Who wins? Most of the parishioners at St. Patrick's who agreed to talk about the dispute between Father Mayo and Applegate insisted, like the e-mailer, on anonymity. They were sharply divided -- some blamed Applegate, others Mayo.

Some wondered why Applegate couldn't accommodate Mayo's changes, if the alternative meant silencing the choir.

"Who is he serving?" one asked. "Dean, in his rigidity, makes it look like it's Dean's show. Now, there's no music and who does that serve? Is he so pure that he can't exist in today's culture? Father Mayo is operating in 2002, which means more participation by the congregation."

Another parishioner put it this way: "Do we worship communally or do we worship silently while others sing for us? For Catholics, the Eucharist is the heart of our faith. What happens at Mass is extremely important to us. Changes in liturgy can affect our ideas about God and our relationship to God, and that can be upsetting or enriching."

On the other side, one parishioner blamed Mayo and the archdiocese for the "extreme crisis." He said, "There's been no discussion. How is it that the Archdiocese has allowed this to happen? It's not clear why Father Mayo has decided his vision for the church is to have a more active Mass."

Another parishioner called it "an incredible tragedy for the city and the region and the church and for all religious music."

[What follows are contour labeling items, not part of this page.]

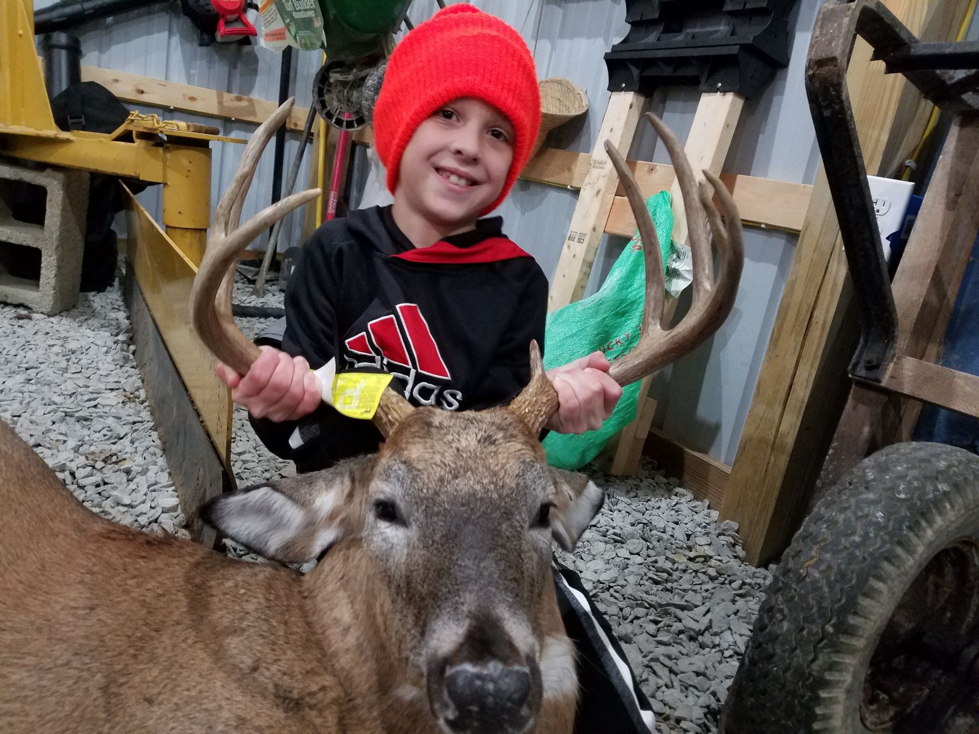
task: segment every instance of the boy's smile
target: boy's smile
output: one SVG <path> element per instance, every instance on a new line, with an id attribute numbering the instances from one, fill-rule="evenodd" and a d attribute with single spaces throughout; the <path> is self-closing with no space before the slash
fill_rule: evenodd
<path id="1" fill-rule="evenodd" d="M 418 125 L 401 156 L 392 209 L 398 227 L 416 247 L 472 229 L 503 189 L 513 144 L 506 115 L 482 100 L 440 108 Z"/>

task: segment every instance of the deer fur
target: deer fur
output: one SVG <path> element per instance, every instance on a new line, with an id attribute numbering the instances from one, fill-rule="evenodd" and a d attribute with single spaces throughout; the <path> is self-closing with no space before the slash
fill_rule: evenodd
<path id="1" fill-rule="evenodd" d="M 378 454 L 204 508 L 279 561 L 332 545 L 303 575 L 99 518 L 0 422 L 0 728 L 570 732 L 551 538 L 571 547 L 601 501 L 506 409 L 421 408 Z M 446 723 L 427 678 L 481 644 L 537 671 L 523 728 Z"/>

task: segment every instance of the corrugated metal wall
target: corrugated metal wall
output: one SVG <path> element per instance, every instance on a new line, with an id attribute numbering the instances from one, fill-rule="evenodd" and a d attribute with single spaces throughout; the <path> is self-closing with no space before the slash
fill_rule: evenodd
<path id="1" fill-rule="evenodd" d="M 451 0 L 450 0 L 451 1 Z M 39 0 L 36 7 L 50 4 Z M 608 76 L 603 53 L 628 29 L 623 0 L 476 0 L 517 28 L 534 52 L 540 78 L 566 76 L 585 90 L 589 112 L 551 133 L 547 145 L 574 151 L 590 151 L 608 101 Z M 790 18 L 794 28 L 792 60 L 766 92 L 745 106 L 734 134 L 725 171 L 786 181 L 812 183 L 818 153 L 803 88 L 803 68 L 810 33 L 821 0 L 799 0 Z M 415 0 L 409 17 L 418 23 L 436 10 L 435 0 Z M 156 78 L 226 90 L 267 100 L 278 94 L 280 55 L 256 46 L 212 45 L 198 47 L 197 31 L 176 10 L 130 13 L 111 22 L 90 23 L 80 33 L 83 64 L 145 74 Z M 309 104 L 312 74 L 319 54 L 294 54 L 294 91 L 297 104 Z M 699 94 L 689 89 L 664 88 L 650 101 L 682 139 L 687 134 Z M 173 115 L 169 111 L 147 109 Z M 176 116 L 176 115 L 175 115 Z M 210 122 L 179 114 L 180 118 Z M 244 137 L 251 125 L 227 122 L 226 135 Z M 296 151 L 296 136 L 289 135 L 285 170 Z M 242 146 L 214 146 L 211 201 L 228 183 Z M 633 143 L 630 158 L 668 161 L 649 131 Z M 368 157 L 369 158 L 369 157 Z M 366 165 L 361 206 L 390 201 L 383 190 L 380 166 Z M 306 164 L 300 183 L 306 180 Z M 269 201 L 272 155 L 262 160 L 246 206 L 246 214 Z M 141 195 L 151 212 L 159 216 L 159 192 Z M 577 194 L 542 184 L 518 182 L 496 213 L 505 217 L 505 231 L 531 252 L 544 272 L 552 276 L 557 266 Z M 300 244 L 300 217 L 283 230 L 285 245 Z M 288 239 L 287 239 L 288 234 Z M 599 251 L 589 283 L 593 292 L 621 252 L 622 238 L 606 238 Z M 653 394 L 660 401 L 656 424 L 717 459 L 730 463 L 751 403 L 762 358 L 791 262 L 795 237 L 760 229 L 746 230 L 746 262 L 742 287 L 727 322 L 695 352 L 664 370 Z M 257 247 L 263 247 L 258 243 Z M 681 305 L 682 307 L 682 305 Z"/>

Some choir members were equally bewildered.

"It's very disappointing," said Kellogg Thorsell, who started singing with the group in the mid-1980s. Singing in the reverberant church was a memorable experience, he said.

"Acoustically, it's one of the easiest and friendliest buildings that I have sung in -- the presence to the sound, an immediacy, a warmth. As a singer, you're constantly trying to evaluate the sound quality that comes back at you. If the room makes that easier for you, it's more rewarding."

Financially, Cantores always has skated on the edge. The choir's income came from half the collection from Saturday services, individual donations and choir members. Ten singers received wages, Applegate said. He himself put in about 30 hours a week, preparing and conducting the choir. He did not receive a salary.

The choir's future is uncertain. Prompted by Mayo before the breakup, Cantores in Ecclesia recently became an independent organization, with its own nonprofit status. Applegate has moved his office out of the church, and the choir continues to rehearse Thursday evenings, at St. Mark's Anglican Church in Northwest Portland.

Its next public appearance will be Dec. 8 at Mount Angel Abbey, where the choir will sing music it has specialized in all these years: the three musical giants Claudio Monteverdi, Tomas Luis de Victoria and Palestrina. The boys and girls of Cantores will sing at Ascension Chapel in Portland on Nov. 10.

A group of parishioners hopes to meet with the archdiocese to resolve the dispute, but for now, the choir loft at St. Patrick's remains empty.

"I take no joy in any of this," Mayo said. "It is sad on every level. At St. Patrick's, the music is the finest I've heard in my life, and the finest choir I've ever heard in the context of Roman Catholic worship. Differences do not mean disrespect. My admiration for what Dean and the choir do is immense. They're extraordinary."

Sure, he admires the choir so much he is going to force it to change, for the good of the assembly, of course, which may have loved the choir the way it was, but will be brought around soon enough to a more enlightened understanding of their own liturgical needs. Because he says so: Nothing like the pastoral warble of the Passive-Aggressive Clericalist Wreckovator.

This is spiritual and cultural vandalism, Praise & Glory fascism. As one correspondent writes in the Cantores in Ecclesia guestbook:

I will never understand the totalitarian mindset of those on the Left who cannot tolerate one small Mass in one small parish that does not use the awful music from Oregon Catholic Press. Where is the threat to their hegemony of the liturgy?